Researchers in Japan have directly visualized the formation and evolution of quasiparticles known as excitons in carbon nanotubes for the first time. The work could aid the development of nanotube-based nanoelectronic and nanophotonic devices.
Carbon nanotubes (CNTs) are rolled-up hexagonal lattices of carbon just one atom thick. When exposed to light, they generate excitons, which are bound pairs of negatively-charged electrons and positively-charged “holes”. The behaviour of these excitons governs processes such as light absorption, emission and charge carrier transport that are crucial for CNT-based devices. However, because excitons are confined to extremely small regions in space and exist for only tens of femtoseconds (fs) before annihilating, they are very difficult to observe directly with conventional imaging techniques.
Ultrafast and highly sensitive
In the new work, a team led by Jun Nishida and Takashi Kumagai at the Institute for Molecular Science (IMS)/SOKENDAI, together with colleagues at the University of Tokyo and RIKEN, developed a technique for imaging excitons in CNTs.

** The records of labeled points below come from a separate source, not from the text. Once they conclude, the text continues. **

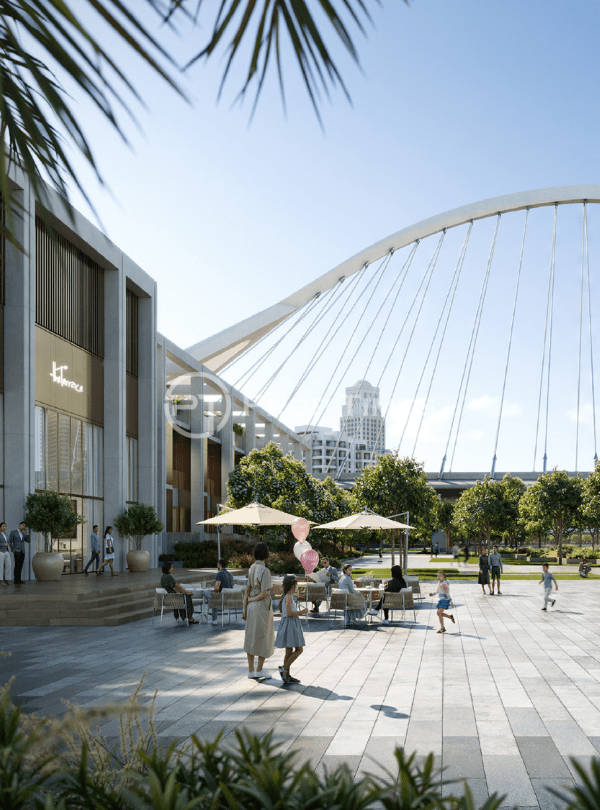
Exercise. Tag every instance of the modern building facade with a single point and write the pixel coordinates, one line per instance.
(93, 403)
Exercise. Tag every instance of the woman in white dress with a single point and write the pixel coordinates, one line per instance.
(346, 584)
(259, 639)
(109, 552)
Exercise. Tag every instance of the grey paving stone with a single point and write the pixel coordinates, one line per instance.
(542, 759)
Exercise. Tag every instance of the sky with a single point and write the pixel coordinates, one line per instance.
(454, 102)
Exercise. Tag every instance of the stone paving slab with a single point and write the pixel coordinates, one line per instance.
(504, 699)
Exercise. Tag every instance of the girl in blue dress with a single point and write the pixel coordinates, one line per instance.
(289, 634)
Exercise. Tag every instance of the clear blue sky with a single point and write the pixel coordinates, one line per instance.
(457, 102)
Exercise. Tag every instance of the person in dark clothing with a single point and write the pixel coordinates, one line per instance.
(395, 585)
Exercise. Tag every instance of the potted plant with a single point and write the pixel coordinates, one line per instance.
(135, 523)
(51, 515)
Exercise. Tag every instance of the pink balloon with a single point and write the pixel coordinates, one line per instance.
(300, 529)
(309, 560)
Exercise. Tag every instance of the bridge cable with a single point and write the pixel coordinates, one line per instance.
(512, 325)
(457, 274)
(380, 271)
(587, 254)
(553, 265)
(323, 346)
(261, 360)
(401, 278)
(329, 294)
(474, 337)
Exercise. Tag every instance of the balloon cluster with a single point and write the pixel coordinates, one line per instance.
(303, 549)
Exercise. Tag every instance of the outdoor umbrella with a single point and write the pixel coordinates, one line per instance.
(253, 514)
(369, 520)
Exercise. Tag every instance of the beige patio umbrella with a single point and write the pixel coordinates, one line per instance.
(370, 520)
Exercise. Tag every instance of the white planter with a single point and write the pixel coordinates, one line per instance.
(138, 560)
(48, 565)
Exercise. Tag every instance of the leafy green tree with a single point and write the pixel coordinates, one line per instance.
(554, 501)
(42, 41)
(52, 515)
(136, 522)
(283, 483)
(395, 485)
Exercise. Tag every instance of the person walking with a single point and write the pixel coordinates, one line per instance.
(95, 541)
(289, 633)
(259, 637)
(109, 552)
(495, 564)
(18, 538)
(548, 579)
(484, 572)
(5, 563)
(444, 601)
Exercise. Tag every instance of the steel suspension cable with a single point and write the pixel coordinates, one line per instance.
(312, 326)
(425, 280)
(475, 336)
(512, 324)
(461, 260)
(380, 271)
(550, 275)
(587, 254)
(323, 345)
(247, 376)
(431, 345)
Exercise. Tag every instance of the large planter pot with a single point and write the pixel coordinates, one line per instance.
(138, 560)
(48, 565)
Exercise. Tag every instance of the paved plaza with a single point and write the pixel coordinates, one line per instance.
(503, 699)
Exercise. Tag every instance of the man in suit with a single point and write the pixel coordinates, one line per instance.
(95, 540)
(18, 538)
(5, 565)
(332, 579)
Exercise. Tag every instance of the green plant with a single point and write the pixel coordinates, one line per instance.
(52, 515)
(136, 522)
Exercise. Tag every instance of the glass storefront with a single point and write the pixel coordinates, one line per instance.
(69, 459)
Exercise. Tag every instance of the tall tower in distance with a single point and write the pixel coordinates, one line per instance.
(361, 416)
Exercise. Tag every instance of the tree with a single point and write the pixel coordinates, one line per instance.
(41, 40)
(52, 515)
(396, 485)
(138, 521)
(555, 501)
(590, 508)
(283, 483)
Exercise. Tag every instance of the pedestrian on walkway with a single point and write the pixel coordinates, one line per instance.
(495, 564)
(5, 562)
(444, 601)
(484, 572)
(95, 541)
(109, 552)
(547, 579)
(289, 634)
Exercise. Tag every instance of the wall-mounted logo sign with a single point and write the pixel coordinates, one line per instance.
(57, 377)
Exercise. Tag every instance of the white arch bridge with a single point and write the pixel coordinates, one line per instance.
(476, 325)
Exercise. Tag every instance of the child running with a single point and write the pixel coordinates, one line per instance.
(289, 633)
(444, 600)
(548, 579)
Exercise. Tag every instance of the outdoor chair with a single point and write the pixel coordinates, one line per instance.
(169, 601)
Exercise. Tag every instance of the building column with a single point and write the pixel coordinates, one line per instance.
(19, 369)
(115, 450)
(147, 440)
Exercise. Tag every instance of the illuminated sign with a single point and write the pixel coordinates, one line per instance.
(57, 377)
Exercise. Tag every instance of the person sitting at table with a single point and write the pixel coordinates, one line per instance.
(346, 584)
(394, 585)
(332, 578)
(584, 569)
(223, 581)
(167, 581)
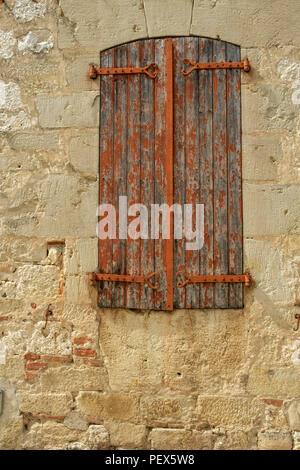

Known as ultrafast infrared scattering-type scanning near-field optical microscopy (IR s-SNOM), it first illuminates the CNTs with a short visible laser pulse to create excitons and then uses a time-delayed mid-infrared pulse to probe how these excitons behave.
“By scanning a sharp gold-coated atomic force microscope (AFM) tip across the surface and detecting the scattered infrared signal with high sensitivity, we can measure local changes in the optical response of the CNTs with 130-nm spatial resolution and around 150-fs precision,” explains Kumagai. “These changes correspond to where and how excitons are formed and annihilated.”
According to the researchers, the main challenge was to develop a measurement that was ultrafast and highly sensitive while also having a spatial resolution high enough to detect a signal from as few as around 10 excitons. “This required not only technical innovations in the pump-probe scheme in IR s-SNOM, but also a theoretical framework to interpret the near-field response from such small systems,” Kumagai says.
The measurements reveal that local strain and interactions between CNTs (especially in complex, bundled nanotube structures) govern how excitons are created and annihilated. Being able to visualize this behaviour in real time and real space makes the new technique a “powerful platform” for investigating ultrafast quantum dynamics at the nanoscale, Kumagai says. It also has applications in device engineering: “The ability to map where excitons are created and how they move and decay in real devices could lead to better design of CNT-based photonic and electronic systems, such as quantum light sources, photodetectors, or energy-harvesting materials,” Kumagai tells Physics World.
Extending to other low-dimensional systems
Kumagai thinks the team’s approach could be extended to other low-dimensional systems, enabling insights into local dynamics that have previously been inaccessible. Indeed, the researchers now plan to apply their technique to other 1D and 2D materials (such as semiconducting nanowires or transition metal dichalcogenides) and to explore how external stimuli like strain, doping, or electric fields affect local exciton dynamics.
“We are also working on enhancing the spatial resolution and sensitivity further, possibly toward single-exciton detection,” Kumagai says. “Ultimately, we aim to combine this capability with in operando device measurements to directly observe nanoscale exciton behaviour under realistic operating conditions.”
The technique is detailed in Science Advances.